I go to work, drifting as usual. I speak and check-in with some friends in the beer industry who are all feeling the strain. I go for a pint after work, knowing that soon I won't be able to. On one occasion the manager sits on a table adjacent to mine with a beer too. We talk about many things, trying to stay as jovial as possible. He pauses. "It isn't fun running a pub anymore."
As the pubs in my work locale slip into Tier 3, the regulars gather for a final drink on a Thursday night. Not for a final chance to get drunk or drink beer that is being sold off cheap, though some on the socials will paint it that way. Part of it is to show solidarity and support to the staff and business being screwed over again. But part of it is for more personal reasons; to grasp one more night in an environment that is so important to them.

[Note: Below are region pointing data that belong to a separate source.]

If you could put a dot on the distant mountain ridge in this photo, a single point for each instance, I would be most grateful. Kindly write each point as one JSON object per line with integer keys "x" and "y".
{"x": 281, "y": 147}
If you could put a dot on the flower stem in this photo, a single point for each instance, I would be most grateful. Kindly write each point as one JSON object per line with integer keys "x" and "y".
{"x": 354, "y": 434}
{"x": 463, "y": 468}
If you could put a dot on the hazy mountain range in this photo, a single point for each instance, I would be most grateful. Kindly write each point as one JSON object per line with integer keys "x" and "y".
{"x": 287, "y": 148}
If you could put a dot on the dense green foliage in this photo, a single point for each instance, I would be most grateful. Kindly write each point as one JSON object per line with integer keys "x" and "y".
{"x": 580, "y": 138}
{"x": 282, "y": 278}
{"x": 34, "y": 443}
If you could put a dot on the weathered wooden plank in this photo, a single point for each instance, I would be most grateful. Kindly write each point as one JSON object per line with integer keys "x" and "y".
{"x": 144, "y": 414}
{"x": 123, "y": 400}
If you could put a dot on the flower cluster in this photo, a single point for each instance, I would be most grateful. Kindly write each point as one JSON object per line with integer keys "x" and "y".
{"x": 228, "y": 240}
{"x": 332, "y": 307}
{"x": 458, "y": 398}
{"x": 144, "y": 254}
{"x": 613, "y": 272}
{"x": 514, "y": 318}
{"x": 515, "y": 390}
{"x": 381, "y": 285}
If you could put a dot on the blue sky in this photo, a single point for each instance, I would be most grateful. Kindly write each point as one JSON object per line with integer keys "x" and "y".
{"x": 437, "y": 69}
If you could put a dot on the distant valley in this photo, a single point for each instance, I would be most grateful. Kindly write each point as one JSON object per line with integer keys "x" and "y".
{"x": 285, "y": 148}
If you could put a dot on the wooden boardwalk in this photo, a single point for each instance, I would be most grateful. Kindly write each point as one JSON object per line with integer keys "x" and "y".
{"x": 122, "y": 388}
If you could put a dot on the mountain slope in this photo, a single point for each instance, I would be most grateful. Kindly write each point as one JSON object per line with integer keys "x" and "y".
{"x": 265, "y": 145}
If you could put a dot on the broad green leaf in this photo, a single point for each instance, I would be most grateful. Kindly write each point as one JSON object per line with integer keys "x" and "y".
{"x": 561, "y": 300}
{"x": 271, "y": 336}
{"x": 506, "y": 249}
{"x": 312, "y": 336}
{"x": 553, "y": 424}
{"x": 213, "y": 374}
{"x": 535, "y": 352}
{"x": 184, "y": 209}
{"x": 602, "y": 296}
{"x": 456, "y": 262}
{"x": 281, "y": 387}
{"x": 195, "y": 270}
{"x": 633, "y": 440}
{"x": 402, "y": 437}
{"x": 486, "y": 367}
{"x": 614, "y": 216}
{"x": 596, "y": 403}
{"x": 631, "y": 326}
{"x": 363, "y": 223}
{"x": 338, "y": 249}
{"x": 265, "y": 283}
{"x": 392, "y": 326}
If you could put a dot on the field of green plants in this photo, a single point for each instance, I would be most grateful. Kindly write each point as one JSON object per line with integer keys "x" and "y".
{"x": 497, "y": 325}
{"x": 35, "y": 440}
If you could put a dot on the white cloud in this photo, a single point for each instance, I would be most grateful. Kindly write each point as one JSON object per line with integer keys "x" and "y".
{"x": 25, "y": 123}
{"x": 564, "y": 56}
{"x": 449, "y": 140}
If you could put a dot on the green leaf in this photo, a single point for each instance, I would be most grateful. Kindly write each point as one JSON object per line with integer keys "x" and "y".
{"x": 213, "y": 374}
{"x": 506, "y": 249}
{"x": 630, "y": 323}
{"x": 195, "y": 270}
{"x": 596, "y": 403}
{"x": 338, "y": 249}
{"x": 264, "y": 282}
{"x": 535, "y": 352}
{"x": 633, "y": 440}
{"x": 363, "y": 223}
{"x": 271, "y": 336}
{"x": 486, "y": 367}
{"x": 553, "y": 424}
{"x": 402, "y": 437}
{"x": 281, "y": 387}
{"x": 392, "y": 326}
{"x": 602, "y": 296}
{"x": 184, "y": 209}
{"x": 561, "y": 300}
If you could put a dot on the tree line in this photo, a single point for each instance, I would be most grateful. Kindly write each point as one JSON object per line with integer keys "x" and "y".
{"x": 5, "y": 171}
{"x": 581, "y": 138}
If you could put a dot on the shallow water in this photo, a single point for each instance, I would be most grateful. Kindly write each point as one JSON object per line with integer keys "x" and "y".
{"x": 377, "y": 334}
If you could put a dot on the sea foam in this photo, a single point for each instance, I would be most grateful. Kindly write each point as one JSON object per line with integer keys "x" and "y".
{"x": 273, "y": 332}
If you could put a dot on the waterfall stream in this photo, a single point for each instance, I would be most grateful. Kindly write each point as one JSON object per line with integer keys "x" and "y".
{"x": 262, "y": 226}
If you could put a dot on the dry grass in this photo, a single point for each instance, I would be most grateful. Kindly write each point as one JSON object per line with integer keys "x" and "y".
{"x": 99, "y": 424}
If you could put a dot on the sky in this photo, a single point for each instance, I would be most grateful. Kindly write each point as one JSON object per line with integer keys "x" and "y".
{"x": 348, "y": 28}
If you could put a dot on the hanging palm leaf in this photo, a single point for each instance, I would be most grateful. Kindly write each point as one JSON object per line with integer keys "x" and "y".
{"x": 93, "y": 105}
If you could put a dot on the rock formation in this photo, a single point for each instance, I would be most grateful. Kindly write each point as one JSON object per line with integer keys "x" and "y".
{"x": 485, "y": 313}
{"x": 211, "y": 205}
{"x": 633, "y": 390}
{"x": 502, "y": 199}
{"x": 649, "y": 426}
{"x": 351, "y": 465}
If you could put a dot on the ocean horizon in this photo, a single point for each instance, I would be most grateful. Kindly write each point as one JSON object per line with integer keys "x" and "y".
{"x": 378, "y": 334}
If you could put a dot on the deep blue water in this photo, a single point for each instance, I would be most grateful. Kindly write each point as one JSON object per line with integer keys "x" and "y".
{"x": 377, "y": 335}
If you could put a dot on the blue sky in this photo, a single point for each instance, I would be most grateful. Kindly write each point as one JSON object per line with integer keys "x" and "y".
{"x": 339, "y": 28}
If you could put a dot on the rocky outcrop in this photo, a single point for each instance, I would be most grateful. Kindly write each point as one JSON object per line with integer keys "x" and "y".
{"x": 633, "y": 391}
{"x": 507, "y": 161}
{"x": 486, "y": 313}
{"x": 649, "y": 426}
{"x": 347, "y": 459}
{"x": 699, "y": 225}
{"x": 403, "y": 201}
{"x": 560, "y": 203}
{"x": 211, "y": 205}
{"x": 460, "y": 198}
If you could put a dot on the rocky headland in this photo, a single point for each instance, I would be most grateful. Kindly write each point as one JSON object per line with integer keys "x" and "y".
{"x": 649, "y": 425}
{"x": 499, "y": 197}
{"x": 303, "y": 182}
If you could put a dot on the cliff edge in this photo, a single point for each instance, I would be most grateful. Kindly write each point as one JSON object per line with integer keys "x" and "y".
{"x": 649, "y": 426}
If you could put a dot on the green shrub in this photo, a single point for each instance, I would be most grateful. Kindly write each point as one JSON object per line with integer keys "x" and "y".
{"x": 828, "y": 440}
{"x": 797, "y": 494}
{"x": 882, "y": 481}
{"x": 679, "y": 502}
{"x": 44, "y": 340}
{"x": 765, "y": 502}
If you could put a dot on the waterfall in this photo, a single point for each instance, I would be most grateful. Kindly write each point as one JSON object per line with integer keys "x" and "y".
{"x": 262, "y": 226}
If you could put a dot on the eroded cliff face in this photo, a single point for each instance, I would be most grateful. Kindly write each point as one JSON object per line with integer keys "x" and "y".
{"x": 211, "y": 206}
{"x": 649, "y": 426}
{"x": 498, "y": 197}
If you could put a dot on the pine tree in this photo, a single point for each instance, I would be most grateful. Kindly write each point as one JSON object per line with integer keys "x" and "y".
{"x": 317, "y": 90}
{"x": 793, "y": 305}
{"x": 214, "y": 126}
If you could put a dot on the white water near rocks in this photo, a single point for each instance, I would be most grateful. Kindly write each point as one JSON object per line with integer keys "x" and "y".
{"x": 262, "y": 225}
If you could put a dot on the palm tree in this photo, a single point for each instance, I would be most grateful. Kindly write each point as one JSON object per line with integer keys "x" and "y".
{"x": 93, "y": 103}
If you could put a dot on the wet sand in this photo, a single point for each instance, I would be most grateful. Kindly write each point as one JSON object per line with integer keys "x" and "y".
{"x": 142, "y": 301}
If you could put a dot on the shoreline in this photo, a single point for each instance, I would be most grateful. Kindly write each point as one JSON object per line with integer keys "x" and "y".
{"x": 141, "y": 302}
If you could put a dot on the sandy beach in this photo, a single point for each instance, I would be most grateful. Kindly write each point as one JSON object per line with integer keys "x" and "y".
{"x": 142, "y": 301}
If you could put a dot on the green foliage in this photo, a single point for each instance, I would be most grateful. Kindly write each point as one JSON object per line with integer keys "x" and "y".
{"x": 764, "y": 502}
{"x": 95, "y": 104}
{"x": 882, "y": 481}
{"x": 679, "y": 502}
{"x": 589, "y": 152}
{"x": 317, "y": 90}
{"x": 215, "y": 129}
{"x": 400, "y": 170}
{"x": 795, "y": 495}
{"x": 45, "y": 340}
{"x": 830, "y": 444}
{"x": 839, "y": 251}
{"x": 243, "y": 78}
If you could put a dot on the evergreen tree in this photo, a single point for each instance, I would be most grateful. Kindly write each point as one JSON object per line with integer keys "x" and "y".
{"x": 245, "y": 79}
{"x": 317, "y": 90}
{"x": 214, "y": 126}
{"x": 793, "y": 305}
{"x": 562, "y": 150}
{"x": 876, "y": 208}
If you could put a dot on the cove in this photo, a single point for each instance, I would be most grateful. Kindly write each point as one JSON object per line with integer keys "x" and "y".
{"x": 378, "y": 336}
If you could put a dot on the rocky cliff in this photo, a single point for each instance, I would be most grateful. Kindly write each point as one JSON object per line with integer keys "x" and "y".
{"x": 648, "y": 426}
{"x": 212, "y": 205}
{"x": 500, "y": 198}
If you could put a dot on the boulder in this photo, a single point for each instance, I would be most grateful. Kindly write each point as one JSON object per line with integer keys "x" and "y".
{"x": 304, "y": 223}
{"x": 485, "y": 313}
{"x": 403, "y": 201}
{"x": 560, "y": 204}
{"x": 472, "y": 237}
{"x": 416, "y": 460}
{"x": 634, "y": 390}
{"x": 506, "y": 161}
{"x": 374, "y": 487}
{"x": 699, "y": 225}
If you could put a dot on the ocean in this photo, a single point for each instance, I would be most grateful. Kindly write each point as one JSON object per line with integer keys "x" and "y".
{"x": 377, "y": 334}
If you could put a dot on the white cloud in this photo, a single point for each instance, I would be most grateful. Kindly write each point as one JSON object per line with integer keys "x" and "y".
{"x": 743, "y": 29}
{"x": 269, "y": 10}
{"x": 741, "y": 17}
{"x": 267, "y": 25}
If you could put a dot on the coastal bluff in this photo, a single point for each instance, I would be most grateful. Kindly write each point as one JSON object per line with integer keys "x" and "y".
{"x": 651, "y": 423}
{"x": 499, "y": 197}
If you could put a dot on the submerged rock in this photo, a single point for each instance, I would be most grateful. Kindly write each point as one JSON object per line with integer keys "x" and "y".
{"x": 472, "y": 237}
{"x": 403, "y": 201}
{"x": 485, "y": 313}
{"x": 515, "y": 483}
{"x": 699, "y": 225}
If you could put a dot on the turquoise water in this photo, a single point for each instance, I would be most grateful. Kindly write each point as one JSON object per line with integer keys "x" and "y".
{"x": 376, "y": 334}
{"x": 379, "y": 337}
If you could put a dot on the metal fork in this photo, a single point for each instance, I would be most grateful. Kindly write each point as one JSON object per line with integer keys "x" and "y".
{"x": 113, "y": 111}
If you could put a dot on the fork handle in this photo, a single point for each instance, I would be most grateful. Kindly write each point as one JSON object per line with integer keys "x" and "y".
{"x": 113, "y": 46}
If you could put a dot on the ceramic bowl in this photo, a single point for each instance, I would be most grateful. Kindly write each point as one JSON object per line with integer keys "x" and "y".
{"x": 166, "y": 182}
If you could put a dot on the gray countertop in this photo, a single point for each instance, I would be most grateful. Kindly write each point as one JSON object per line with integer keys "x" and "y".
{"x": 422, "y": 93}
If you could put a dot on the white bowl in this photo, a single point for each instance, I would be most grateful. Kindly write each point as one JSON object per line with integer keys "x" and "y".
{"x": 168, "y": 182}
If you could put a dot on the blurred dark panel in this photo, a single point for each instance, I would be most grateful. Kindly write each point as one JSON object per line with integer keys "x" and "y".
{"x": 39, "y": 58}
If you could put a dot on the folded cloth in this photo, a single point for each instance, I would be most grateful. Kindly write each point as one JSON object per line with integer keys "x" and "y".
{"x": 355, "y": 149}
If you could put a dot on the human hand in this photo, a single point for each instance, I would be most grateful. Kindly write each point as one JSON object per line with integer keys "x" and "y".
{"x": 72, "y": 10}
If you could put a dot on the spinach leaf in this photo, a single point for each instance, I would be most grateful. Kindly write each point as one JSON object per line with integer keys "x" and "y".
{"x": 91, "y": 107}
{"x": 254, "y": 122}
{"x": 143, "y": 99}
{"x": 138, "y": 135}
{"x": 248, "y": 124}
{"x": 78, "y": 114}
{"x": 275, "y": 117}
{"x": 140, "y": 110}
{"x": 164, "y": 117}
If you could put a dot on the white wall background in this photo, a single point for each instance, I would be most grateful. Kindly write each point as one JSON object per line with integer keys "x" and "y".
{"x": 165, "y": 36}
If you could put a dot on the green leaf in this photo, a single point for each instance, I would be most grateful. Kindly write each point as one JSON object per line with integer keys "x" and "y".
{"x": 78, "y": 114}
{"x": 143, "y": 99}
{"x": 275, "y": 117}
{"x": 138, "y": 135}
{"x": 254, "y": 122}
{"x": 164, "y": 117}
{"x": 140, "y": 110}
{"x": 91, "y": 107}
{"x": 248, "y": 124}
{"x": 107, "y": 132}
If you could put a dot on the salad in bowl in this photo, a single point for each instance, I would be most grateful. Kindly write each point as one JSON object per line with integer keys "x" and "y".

I've written - and rewritten - a piece with this same headline too many times in the last month. The tone of too many were beyond fury. I couldn't help it. I'm always angry these days.
Every draft, every version, ranted at those that have wilfully put ospitality in danger by their choice of phrases. Though the above tweet was mostly agreed with, the small percentile of people that could argue against it stayed with me for days and days. Some would say that they work with and support this industry but they have proven with their tone that they only care about their own drinking habits. They have no regard for the people making, selling, delivering or serving their beer. None.
Every draft made reference to those that have been on holiday this year, those still flying out to Greece. Those from down south that have had weekend breaks in the north. Those that have been travelling to work in sectors such as digital marketing that has no use at present, but isn't been thrown under the proverbial.
It is anger and it is frustration at the entire situation. And it is divisive.
In the pub, as it prepared for more weeks of closure, it was time to delete those drafts and start again.
For all the weeks of restrictive measures, all the weeks of changing protocols, training staff, dealing with argumentative customers trying to flaunt rules, retraining staff when measures change, worrying 24 hours a day whether the business will survive on 50%+ less turnover, have been for nothing for those entering Tier 3. Instead, they will continue to be used as the scapegoat; the placebo. An entire industry has been judged to be the limping foal at the back of the herd to be sacrificed.
I look at my mate who works in a bar, smiling through a final night of socialising in the pub. Pubs mean everything to them. They love their job but there might not be one to come back to. "I have £27 in my bank" they reveal to me later on, through a forced smile.
Those that have raised the issues of mental health detriment this year by restrictions haven't considered the impact on the workers in this industry. And they certainly haven't considered the effect on customers who rely on the pub either.
It is back to drinking at home for them. But unlike the sunny garden beers of May, whilst embracing a unique situation, it is a quiet solo glass in front of the television. An attempt to block out the noises of inside. Just one more to help you sleep...
No, I don't really think like the
sentence in the title of this piece. Yet, even if I did would I callously
express it and then indignantly stand by it when questioned? I don't know. I
can't find the mindset of those that thoughtlessly threw an entire sector to
the wolves. But they've won tonight. My anger may not have subsided but it is
time to stop being divisive. Hopefully, they will realise soon the impact it is
having on people’s careers and mental health. And the hurt caused when you are continuously the figure of people's blame.
For the rest, the struggle continues. The physical exhaustion can be rested out. The knee pain might subside. But the sleepless nights will continue. The loneliness will come creeping back. The income hit will be challenging. The mental demons will be fought tirelessly.
The real costs have yet to be revealed.